I'd say that if you can't anticipate something being a breaking change or not, then you have an architecture problem. Likely violating principle of single responsibility.

Your software should define what the inputs are and what the outputs are. It should be clear when you're breaking an interface.


> tl;dr: There are next to no "backwards compatible API changes" in go. You should explicitely name your compatibility-guarantees.

It's not a problem in languages that come with a package manager, or at least promote a specific one to handle dependencies.

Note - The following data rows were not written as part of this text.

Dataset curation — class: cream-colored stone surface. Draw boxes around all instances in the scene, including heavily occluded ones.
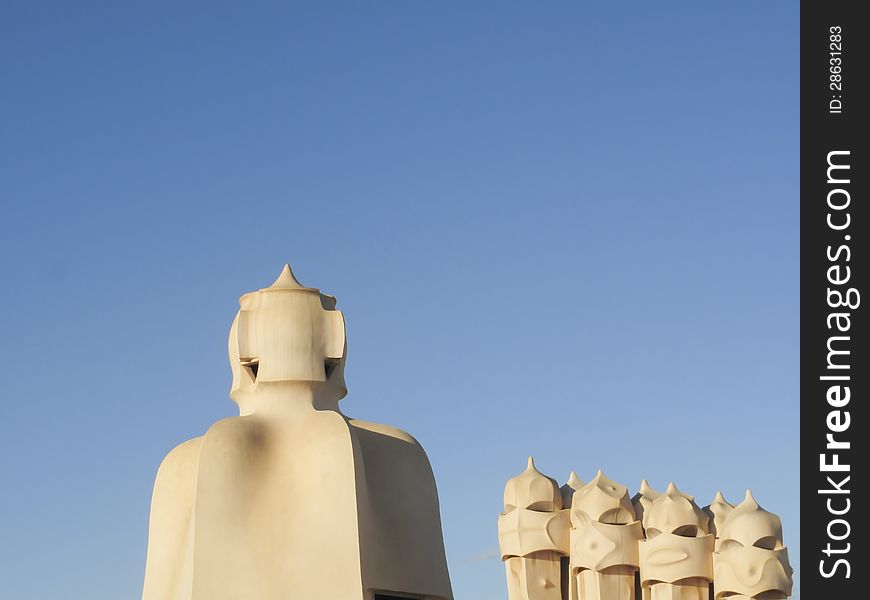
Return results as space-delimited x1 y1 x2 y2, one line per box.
499 474 792 600
142 266 452 600
498 457 570 600
713 490 792 600
639 483 714 600
569 470 643 600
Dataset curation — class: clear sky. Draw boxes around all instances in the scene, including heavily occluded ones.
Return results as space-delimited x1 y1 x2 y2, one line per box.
0 1 800 600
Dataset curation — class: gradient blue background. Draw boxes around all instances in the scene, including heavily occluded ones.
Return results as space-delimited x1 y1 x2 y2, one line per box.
0 1 799 600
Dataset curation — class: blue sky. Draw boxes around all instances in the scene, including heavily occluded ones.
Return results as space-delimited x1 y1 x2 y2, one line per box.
0 1 800 600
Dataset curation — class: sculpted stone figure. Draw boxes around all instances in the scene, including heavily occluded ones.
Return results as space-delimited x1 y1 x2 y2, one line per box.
639 483 714 600
570 470 643 600
498 457 569 600
713 490 792 600
142 266 452 600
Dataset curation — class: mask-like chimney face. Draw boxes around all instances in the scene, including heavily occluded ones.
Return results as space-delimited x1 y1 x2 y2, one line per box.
229 265 345 406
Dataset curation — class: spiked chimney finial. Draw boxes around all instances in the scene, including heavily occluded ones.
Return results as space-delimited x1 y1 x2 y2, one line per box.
269 263 305 289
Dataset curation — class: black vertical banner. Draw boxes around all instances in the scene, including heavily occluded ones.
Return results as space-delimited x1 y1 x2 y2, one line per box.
800 0 870 599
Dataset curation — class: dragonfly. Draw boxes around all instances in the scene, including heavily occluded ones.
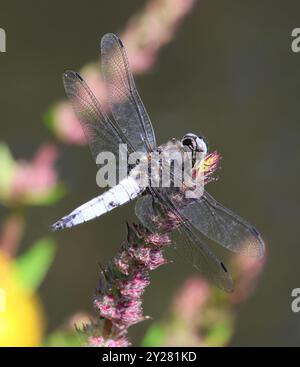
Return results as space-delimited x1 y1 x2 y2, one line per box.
51 33 265 292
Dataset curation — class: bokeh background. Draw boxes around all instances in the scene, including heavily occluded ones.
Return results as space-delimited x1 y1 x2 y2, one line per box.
0 0 300 346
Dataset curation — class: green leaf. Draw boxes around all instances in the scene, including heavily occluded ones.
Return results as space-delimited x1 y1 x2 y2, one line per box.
204 319 233 347
142 324 166 347
15 238 56 292
0 143 15 198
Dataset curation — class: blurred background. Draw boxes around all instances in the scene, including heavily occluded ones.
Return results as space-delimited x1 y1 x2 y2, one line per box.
0 0 300 346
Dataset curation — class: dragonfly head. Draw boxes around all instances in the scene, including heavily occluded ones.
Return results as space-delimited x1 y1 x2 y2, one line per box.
181 133 208 154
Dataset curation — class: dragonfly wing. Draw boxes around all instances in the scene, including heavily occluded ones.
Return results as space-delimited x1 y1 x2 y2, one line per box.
101 33 156 152
179 192 265 257
135 194 158 232
136 188 233 292
63 71 135 165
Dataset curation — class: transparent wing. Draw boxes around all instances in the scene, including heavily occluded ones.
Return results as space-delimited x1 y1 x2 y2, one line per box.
63 71 136 165
101 33 156 152
179 191 265 257
137 155 265 257
136 193 233 292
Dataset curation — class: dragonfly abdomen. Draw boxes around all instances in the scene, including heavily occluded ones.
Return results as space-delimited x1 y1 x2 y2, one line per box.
51 176 144 231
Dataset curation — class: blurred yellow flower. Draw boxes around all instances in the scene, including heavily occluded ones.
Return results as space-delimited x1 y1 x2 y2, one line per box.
0 252 45 346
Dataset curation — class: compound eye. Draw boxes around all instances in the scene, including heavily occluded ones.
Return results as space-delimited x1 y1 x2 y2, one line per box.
182 138 195 149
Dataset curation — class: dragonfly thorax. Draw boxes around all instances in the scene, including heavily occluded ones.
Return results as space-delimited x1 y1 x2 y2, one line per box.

It's only a problem in languages where developers thinks "you don't need that". There is this weird belief in the Go community that Go is a miraculous language where good programming practices don't apply because Go magically make them irrelevant. It also stems from the Go team itself, which used to claim that "at Google, we don't need this or that" and then the Go community spreading the "gospel" : "Go doesn't suit you because it wasn't created for you"(?!?).

Hopefully Russ Cox sees that light, he even wrote a paper about "Go zealots" ( https://news.ycombinator.com/item?id=13356531 ) and how they refuse any change in the language, even when "teams at Google needs it". The irony


> It's not a problem in languages that come with a package manager, or at least promote a specific one to handle dependencies.

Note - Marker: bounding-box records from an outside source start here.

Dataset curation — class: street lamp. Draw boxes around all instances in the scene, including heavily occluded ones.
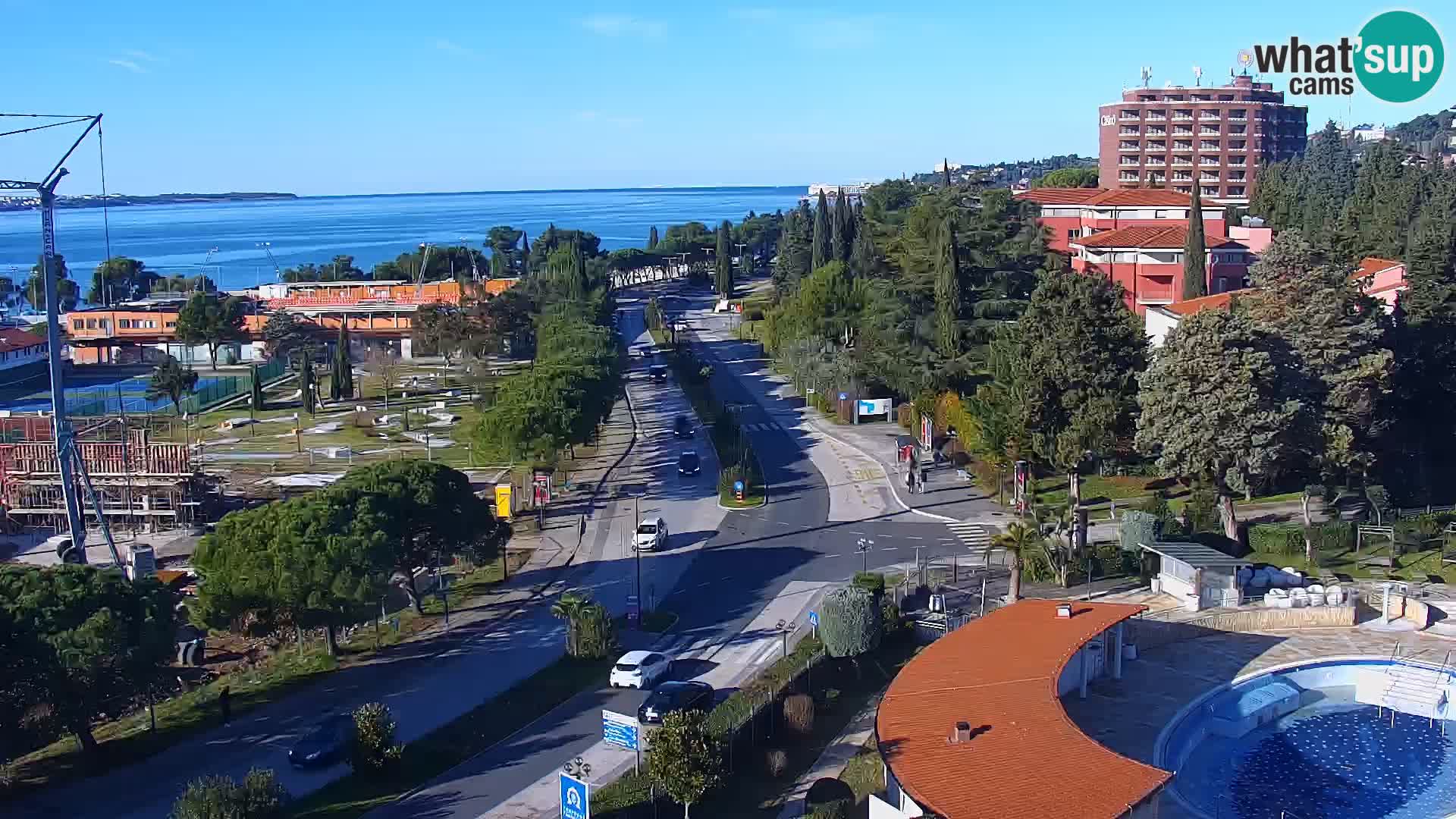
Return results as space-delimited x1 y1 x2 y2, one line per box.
855 538 875 571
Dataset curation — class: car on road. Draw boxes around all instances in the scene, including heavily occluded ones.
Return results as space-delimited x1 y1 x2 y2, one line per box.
638 679 714 723
673 416 693 438
607 651 673 688
677 450 701 475
288 714 354 768
632 517 667 552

No. It is pretty much only a problem in languages with a package manager. Languages without the notion of package versioning don't run into the issue of needing to have a notion of what a version is, clearly. A package manager just helps automatically enforce versioning, it does zero to help you figure out what the correct version is.

Yes, not coming with versioning and a package manager comes with its own disadvantages and pain, no doubt. And we can surely debate which pain outweighs or is worse. But claiming that package managers would solve this problem just isn't true (I wrote the article when the whole "SemVer and package manager for go" debate was taking off and I tried to come up with a better approach).

> It's only a problem in languages where developers thinks "you don't need that". There is this weird belief in the Go community that Go is a miraculous language where good programming practices don't apply because Go magically make them irrelevant.

Can you source that? I am one of the most vocal opponents of package managers and versioning in go, but this contradicts everything I believe about it. My believes aren't, that go doesn't need it, but that a) it comes with its own set of problems, that b) those outweigh most of the benefits, IMO and c) that by considering and discussing it carefully, we might be able to come up with an actually innovative new solution to the problems.

Nowhere do I claim that go doesn't have those problems, on the contrary. I'm just arguing that, traditionally, go is a language that prefers doing things right over doing things like they were always done.